交通費として戻ってくるのはいいけど、一旦自腹で払わないといけないので複数回乗るとけっこう痛い。
しかも深夜の帰宅で朝は普通に出勤、睡眠時間が殆どとれない。
キツイ。
カルル達の飛空艇は、次の惑星防衛システムの修理のためマルドーナ王国を後にした。
その数日後、マルドーナ王国では軍に評価用の飛空艇を数艇導入することが決まった。
予算は、国境警備に導入予定であったゴーレムの予算を転用する方向で進んでいる。
その話は軍内部にいる協力者からゴーレムギルドにもたらされ、慌てたギルド役員達は緊急会議を招集した。
「軍が飛空艇を導入する話は本当なのか!」
「まだ評価用に数艇を導入するといった話に留まっているようだが、今年度のゴーレム装備予算を回すのは確定という話だ」
「つまり軍がゴーレムを導入することは今後無いと考えた方がよいということか」
「だが、いったい何処から飛空艇を購入するのだ。まさかヴィスターク王国からではあるまい。敵国から飛空艇を購入するなど聞いたことがない」
「その件だが、飛空艇を作る錬金術師の名前は分かっている。カルルという錬金術師だ」
その名前を憶えている役員は以外と多かった。
「はて、何処かで聞き覚えのある名前だな」
「本年度のゴーレム闘技大会の真の優勝者の名前だ」
「まさか。あの感情を持ち会話ができるゴーレムを出場させた者と同じだと言うのか。その者が飛空艇を作ったと?」
役員達と共に会議に出席した秘書のひとりが細く説明をする。
「カルル選手は、飛空艇や魔道具を作る錬金術師だそうです。あのゴーレムはその過程で作った試作品という話です」
役員達は、その話を聞いて信じられないという表情を浮かべる。
「試作品のゴーレムが闘技大会で優勝するレベルなのか?」
「我らは、あのゴーレムが優勝したにも関わらず、優勝者として扱わなかったのだぞ」
「カルルという者は、ゴーレムギルドをよくは思っていないであろうな」
「そこを何とかできないか。そのカルルという錬金術師をギルドに呼んで謝罪してはどうか。何なら闘技大会の優勝者を彼に変更するのも手だ」
「試作ゴーレムで闘技大会を優勝するような者が、それだけで我らに協力してくれるとは思えないが」
「とにかくだ、そのカルルという者の所在は分かっているのか?」
「それなんだが、仕事があるとかで飛空艇でベルラード大陸の中央部に向かったそうだ」
「何だと。中央部といったら魔獣が生息する危険地帯ではないか!」
「では、軍はどうやってその者と連絡を取るのだ」
「軍の調達部門の担当士官は、連絡を取る方法を知っているそうだ」
「ならば、その士官と連絡を取れないか」
「いっそのことその士官を買収してはどうか」
ゴーレムギルドの役員達の会議は、徐々に話が逸れていき深夜にまで及んだが結局のところ何も決まらず、議題は後日の会議に持ち越されることになった。

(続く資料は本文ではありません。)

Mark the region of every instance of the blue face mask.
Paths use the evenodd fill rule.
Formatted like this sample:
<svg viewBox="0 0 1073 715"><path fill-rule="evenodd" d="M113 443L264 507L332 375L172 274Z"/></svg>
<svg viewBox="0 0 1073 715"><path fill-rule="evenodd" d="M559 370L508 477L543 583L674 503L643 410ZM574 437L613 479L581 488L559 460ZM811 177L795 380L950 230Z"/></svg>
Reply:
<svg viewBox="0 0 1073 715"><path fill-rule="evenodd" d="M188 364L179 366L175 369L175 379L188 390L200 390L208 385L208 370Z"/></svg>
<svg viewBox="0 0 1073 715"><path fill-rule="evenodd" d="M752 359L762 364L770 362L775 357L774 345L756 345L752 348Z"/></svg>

その頃、カルルの飛空艇はベルラード大陸の中央部の高度10000mの空を飛行していた。
周囲に飛行型の大型魔獣がいないか警戒をしながら大陸中央の最深部を進みながら間もなく夜を迎える。
徐々に高度を下げながら標高2000m級の山に広がる森を眼下に収めながら近くに魔獣がいないかを入念に探査していく。
「この辺りには魔獣の姿は無いみたいだね」
「でも何か変な感じじゃない。探査の魔石に魔獣が1体も映っていないなんて変じゃないかしら」
「確かに。前回の惑星防衛システムでは、飛竜の群れをあちこちで見かけたけど、ここでは全く見かけないね」
「だが警戒だけはしておいた方がいいだろう。あえて無防備になる必要もない」
「だったら、ここでは飛空艇の外には出ない方が得策ね」
カルル、アリス、ハンド、パトリシアは、ベルラード大陸の中央部がどれだけ危険なのかは、前回の惑星防衛システムの修理に行った時に理解しており、その時の経験が各人の言葉として表されていた。

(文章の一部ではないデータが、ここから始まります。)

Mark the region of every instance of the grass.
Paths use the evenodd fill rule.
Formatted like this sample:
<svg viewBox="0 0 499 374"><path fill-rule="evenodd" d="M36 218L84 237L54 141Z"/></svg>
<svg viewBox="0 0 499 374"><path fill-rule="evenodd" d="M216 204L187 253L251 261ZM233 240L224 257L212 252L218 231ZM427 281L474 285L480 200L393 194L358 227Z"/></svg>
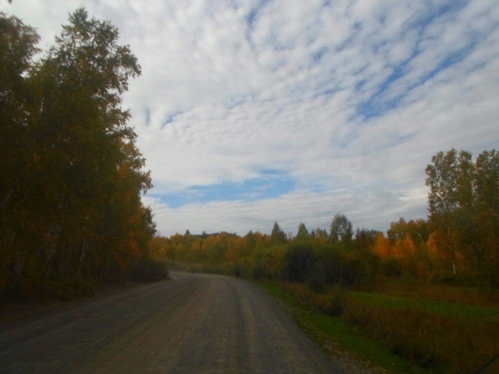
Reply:
<svg viewBox="0 0 499 374"><path fill-rule="evenodd" d="M499 318L499 309L494 308L360 291L350 291L347 295L366 304L392 309L419 310L468 320L489 321Z"/></svg>
<svg viewBox="0 0 499 374"><path fill-rule="evenodd" d="M291 294L275 284L261 281L254 282L292 307L295 322L321 345L332 343L370 366L382 368L388 373L435 372L420 368L394 354L389 348L369 337L341 317L332 317L318 311L310 311L308 305L300 303ZM310 325L313 329L311 329ZM324 339L329 342L325 342Z"/></svg>
<svg viewBox="0 0 499 374"><path fill-rule="evenodd" d="M497 308L435 300L436 293L425 300L423 288L413 298L337 286L317 293L304 283L258 284L293 307L297 324L317 341L323 338L310 325L342 349L390 372L474 373L498 353ZM462 291L469 292L456 288L453 299L462 300ZM485 372L498 369L497 361Z"/></svg>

カルル達は、収納の魔石内に収納した食材からスープを作り、市場で購入したパンをとスープで夕食を簡単に済ませると、飛空艇内で交代で見張りをしながら朝を迎えることになる。
だが、深夜にアリスが見張りをしていた時に異変を感じた。
「カルル、起きて。何か飛空艇の周りで変な音がするの。それに探査の魔石が使えないの」
飛空艇の1階で寝ていたカルルは、深夜にアリスよって起こされた。
「変な音?」
「何か飛空艇の周りを這いずり回る音がするの」
カルルは、飛空艇の1階にある扉に耳を押し当てると、物音がしないかを注意深く観察する。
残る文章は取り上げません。